Glorious Mysteries [The Sacraments]


  1. The Resurrection: “With Christ, all shall be brought back to life.” For a night and a day and another night, the Body of Jesus Christ lay dead in the tomb, a great stone at the door sealing in the darkness. The pale limbs were washed and wrapped in linen; a white cloth covered His face, a winding sheet with aromatic spices encircled His Body. Bloodless, lifeless, unpleasant to see or think about ... Then, quick as thought, the frail grey body was alive again, and rose bright as a dozen suns! Through Baptism, our souls, dead in the tomb of Original Sin, radiate divine grace. Just as “Christ rose and appeared to many, “so should I appear to the world as a follower of Christ, radiating virtue.

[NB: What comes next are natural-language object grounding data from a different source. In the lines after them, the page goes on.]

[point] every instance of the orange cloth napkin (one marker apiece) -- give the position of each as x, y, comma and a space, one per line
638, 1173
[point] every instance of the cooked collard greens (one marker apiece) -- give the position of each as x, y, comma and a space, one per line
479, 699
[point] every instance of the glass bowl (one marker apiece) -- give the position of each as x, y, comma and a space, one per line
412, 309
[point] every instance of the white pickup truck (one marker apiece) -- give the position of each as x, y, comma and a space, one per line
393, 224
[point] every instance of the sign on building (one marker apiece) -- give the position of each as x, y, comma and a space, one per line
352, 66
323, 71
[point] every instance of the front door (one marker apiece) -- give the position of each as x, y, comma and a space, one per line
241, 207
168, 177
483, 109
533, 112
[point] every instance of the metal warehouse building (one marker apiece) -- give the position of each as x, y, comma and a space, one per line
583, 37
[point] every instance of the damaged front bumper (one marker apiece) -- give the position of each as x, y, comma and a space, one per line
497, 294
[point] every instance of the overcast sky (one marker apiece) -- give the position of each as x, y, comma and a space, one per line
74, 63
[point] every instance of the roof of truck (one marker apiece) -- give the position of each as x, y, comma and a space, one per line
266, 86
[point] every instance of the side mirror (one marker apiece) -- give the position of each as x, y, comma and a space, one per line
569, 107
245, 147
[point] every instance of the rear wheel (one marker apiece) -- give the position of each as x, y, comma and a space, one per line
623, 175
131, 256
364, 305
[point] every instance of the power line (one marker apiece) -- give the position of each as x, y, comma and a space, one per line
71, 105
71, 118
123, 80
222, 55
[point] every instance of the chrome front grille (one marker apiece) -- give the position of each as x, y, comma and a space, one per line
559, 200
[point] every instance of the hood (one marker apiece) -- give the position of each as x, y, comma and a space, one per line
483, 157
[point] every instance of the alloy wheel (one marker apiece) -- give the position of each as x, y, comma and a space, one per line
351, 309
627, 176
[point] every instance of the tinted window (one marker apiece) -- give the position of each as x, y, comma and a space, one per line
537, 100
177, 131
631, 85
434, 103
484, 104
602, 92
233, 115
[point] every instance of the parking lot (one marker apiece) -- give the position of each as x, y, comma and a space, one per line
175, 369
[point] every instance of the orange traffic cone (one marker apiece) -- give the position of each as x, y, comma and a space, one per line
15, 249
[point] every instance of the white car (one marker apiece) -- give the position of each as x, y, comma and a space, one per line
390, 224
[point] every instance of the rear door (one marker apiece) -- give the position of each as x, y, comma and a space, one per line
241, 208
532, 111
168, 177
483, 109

  2. The Ascension: “You will be baptized with the Holy Spirit.” John the Baptist was not merely the prophet of Christ; His life was a preview of Christ’s. His birth was foretold by an angel; His father was troubled, His mother gave thanks; he was born without sin. He lived a hidden life. His first words in public - “Do penance, the kingdom of God is at hand” - were Christ’s as well. He was hated by the Pharisees. Human respect led Herod to order His death, just as Pilate condemned Jesus for fear of the people. And John’s baptism, through a mere symbol of repentance, foreshadowed Christ’s sacrament, which makes us temples of God, and His sons. By Baptism, God lives in us; by a life of fidelity to grace we shall live forever in Him.

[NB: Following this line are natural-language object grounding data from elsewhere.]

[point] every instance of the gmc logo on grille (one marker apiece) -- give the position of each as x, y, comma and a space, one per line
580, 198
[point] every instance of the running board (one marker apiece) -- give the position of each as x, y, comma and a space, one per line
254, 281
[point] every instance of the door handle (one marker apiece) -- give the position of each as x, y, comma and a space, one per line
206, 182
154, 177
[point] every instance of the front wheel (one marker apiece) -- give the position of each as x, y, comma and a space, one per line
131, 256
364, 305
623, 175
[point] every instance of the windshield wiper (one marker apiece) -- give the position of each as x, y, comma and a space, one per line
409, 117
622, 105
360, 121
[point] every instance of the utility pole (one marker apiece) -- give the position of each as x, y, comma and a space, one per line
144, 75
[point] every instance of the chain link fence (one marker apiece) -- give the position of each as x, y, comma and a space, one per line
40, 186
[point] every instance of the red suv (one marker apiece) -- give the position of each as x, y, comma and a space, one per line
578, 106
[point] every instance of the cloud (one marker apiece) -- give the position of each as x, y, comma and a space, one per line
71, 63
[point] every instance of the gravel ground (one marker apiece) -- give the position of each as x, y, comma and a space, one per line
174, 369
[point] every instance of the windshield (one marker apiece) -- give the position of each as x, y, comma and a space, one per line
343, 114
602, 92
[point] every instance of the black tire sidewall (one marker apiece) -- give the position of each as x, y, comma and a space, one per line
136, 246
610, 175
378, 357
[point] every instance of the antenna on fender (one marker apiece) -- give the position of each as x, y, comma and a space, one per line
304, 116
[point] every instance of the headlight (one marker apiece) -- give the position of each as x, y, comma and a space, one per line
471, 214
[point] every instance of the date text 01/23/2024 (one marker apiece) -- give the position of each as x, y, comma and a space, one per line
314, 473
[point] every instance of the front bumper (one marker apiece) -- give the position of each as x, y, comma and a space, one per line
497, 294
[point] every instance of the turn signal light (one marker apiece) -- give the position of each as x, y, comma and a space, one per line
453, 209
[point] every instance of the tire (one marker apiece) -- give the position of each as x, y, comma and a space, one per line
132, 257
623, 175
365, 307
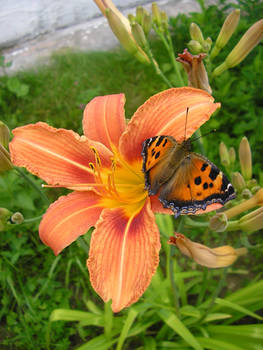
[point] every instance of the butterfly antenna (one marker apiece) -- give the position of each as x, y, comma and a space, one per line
209, 132
187, 110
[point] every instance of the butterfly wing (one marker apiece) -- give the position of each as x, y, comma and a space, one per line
157, 153
196, 184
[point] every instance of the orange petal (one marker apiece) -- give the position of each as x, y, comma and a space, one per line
165, 114
157, 206
104, 119
68, 218
58, 156
123, 255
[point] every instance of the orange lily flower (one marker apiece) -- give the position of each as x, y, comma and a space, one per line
104, 170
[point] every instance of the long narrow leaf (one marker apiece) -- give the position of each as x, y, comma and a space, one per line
173, 322
127, 325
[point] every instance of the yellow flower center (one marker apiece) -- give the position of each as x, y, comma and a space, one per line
122, 185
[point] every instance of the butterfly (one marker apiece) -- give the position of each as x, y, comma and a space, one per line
186, 182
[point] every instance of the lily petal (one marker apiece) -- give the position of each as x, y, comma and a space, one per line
104, 119
68, 218
123, 255
165, 114
58, 156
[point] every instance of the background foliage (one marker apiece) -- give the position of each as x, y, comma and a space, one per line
34, 282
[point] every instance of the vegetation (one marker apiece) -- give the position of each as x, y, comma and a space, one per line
46, 301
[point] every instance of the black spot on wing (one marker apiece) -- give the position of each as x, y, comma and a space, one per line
204, 166
165, 142
198, 180
157, 155
205, 186
159, 141
213, 173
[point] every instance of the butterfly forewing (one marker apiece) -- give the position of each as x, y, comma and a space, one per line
186, 181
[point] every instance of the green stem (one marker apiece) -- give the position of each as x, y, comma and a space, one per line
32, 184
216, 293
192, 223
32, 219
169, 47
155, 65
200, 142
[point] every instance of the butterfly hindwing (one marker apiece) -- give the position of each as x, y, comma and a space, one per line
186, 182
156, 154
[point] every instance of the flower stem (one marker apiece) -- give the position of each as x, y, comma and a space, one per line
32, 184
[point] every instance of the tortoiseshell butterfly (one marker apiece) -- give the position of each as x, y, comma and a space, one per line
185, 181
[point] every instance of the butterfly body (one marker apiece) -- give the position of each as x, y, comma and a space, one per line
186, 182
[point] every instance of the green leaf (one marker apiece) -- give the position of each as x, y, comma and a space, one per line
97, 343
86, 318
214, 344
248, 337
173, 322
127, 325
235, 306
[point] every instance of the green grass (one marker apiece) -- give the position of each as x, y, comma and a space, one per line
35, 284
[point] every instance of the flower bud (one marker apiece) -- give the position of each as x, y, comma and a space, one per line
164, 19
246, 193
232, 155
4, 134
139, 14
252, 221
205, 256
195, 69
224, 155
156, 13
238, 181
245, 45
147, 23
4, 217
17, 218
218, 222
195, 47
196, 33
207, 44
138, 34
5, 162
226, 32
245, 158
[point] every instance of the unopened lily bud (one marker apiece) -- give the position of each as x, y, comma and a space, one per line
5, 162
252, 221
255, 189
4, 134
122, 29
139, 14
17, 218
196, 33
238, 181
156, 13
232, 155
147, 23
246, 193
195, 47
245, 45
4, 217
245, 158
138, 34
207, 44
205, 256
218, 222
226, 32
131, 18
164, 19
224, 155
259, 197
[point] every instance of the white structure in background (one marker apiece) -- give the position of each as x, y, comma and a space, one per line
30, 30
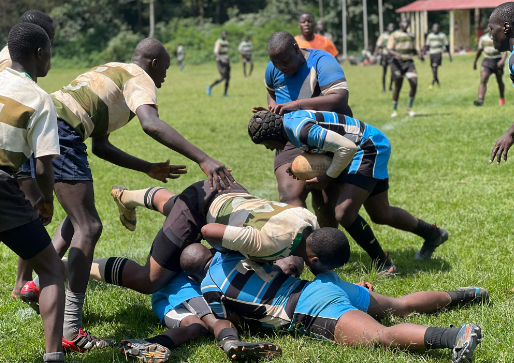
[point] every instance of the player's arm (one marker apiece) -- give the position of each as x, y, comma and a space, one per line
160, 131
102, 147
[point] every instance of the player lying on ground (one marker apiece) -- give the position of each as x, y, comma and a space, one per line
28, 124
329, 307
95, 104
357, 176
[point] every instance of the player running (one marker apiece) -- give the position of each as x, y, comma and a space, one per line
492, 63
357, 176
402, 47
436, 43
95, 104
309, 39
385, 59
221, 54
333, 309
28, 124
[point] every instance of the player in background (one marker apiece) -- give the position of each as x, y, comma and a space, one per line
402, 48
221, 55
501, 28
381, 46
95, 104
357, 177
245, 50
492, 63
436, 43
28, 124
181, 55
308, 79
309, 39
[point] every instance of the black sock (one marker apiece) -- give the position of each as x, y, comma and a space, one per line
440, 338
362, 234
163, 340
425, 230
228, 334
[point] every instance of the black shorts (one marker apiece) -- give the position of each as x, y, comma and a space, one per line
491, 65
403, 68
436, 59
182, 227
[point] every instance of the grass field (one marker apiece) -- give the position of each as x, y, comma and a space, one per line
439, 171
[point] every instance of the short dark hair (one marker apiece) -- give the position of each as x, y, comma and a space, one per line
331, 246
39, 18
506, 12
280, 40
266, 125
24, 39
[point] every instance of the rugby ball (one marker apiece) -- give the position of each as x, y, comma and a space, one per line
308, 166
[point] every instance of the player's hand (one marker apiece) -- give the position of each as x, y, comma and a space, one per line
45, 209
319, 183
502, 146
164, 171
216, 173
366, 284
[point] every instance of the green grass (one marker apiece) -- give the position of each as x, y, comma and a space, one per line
439, 172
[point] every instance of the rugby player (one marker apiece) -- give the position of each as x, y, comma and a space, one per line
331, 308
308, 79
28, 124
492, 63
402, 48
95, 104
245, 49
501, 25
382, 41
436, 43
309, 39
357, 176
221, 54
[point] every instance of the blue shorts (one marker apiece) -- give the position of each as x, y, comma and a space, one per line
324, 301
72, 164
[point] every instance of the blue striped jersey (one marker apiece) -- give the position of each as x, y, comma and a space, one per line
253, 290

  3. Pentecost: “Tongues of fire rested on them.” The Apostles had thought it great virtue to protest their valor - as long as Jesus was a popular hero. “Let us go to Jerusalem and die with Him! Lord, we have been casting out devils! Master, shall we call down fire from Heaven to destroy them? We can drink of Thy Chalice! I would die before disowning Thee!” But when the storm of hatred and revenge burst over Christ’s head, the Apostles, after one wild stroke of the sword in His defense, fled like frightened deer. But after Pentecost - Confirmation Day - they begin to be glad to suffer for Christ. Confirmation is the forgotten Sacrament. Do I really realize that, in Confirmation, I was given the grace to be a zealous, courageous Catholic?

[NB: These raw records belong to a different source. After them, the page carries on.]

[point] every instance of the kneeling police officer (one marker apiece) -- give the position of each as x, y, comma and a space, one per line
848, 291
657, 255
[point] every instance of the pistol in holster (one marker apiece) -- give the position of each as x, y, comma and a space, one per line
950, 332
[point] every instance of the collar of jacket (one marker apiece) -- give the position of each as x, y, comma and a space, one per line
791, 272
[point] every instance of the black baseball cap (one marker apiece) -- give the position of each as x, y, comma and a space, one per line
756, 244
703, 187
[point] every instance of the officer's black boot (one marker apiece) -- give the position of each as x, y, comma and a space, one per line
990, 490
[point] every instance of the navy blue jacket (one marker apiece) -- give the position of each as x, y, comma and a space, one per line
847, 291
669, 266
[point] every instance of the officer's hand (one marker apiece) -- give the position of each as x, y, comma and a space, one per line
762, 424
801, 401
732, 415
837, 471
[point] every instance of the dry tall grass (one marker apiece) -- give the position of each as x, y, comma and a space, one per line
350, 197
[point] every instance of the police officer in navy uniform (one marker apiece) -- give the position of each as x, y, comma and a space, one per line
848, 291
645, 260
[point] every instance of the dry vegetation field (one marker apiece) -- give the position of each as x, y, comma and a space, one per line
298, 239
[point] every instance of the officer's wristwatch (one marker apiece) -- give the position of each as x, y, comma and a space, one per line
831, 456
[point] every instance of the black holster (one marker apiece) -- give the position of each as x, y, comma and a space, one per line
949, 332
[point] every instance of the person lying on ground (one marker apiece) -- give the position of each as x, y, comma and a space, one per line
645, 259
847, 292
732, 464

  4. The Assumption: “Take and eat; this is my Body.” Loving Jesus was the sum-total of Mary’s spirituality. God united her heart to His in every conceivable way. All through childhood she longed and prayed for the Savior’s coming. She bore Him - Body, Soul, Divinity - beneath her heart for nine months. For thirty-three years, He was her heart’s preoccupation. On Calvary, Jesus and Mary were united, bleeding heart and soul, in a spiritual communion unimaginably intense. Then, until she was borne away to “the kingdom of her Son,” Mary’s love for Jesus grew ever deeper as she received her Son’s Body and Blood in Sacramental Communion. Jesus was Mary’s Heaven, and Holy Communion was her Heaven on earth. If I really love Christ, I’ll receive Him in Holy Communion as often as I can.
  5. The Coronation: “My son was dead, but has come to life.” Amid the fiery splendor of all the glorious seraphim, Mary was crowned Queen of Heaven’s Angels and Saints. But she is the Immaculate Queen of earthly sinners as well. The world is full of her prodigal sons who scorn their Mother’s house and waste their substance in riotous living, feeding their souls on the husks of sin. Meanwhile their Mother “watched from afar off,” praying endlessly for their repentance. If they take but one step only towards her, she runs the rest of the way to meet them. The grace of repentance, which Jesus won for sinners, is given to them through Mary. Habits of sin can be broken in Confession - if I have real sorrow. I should ask Mary for it often.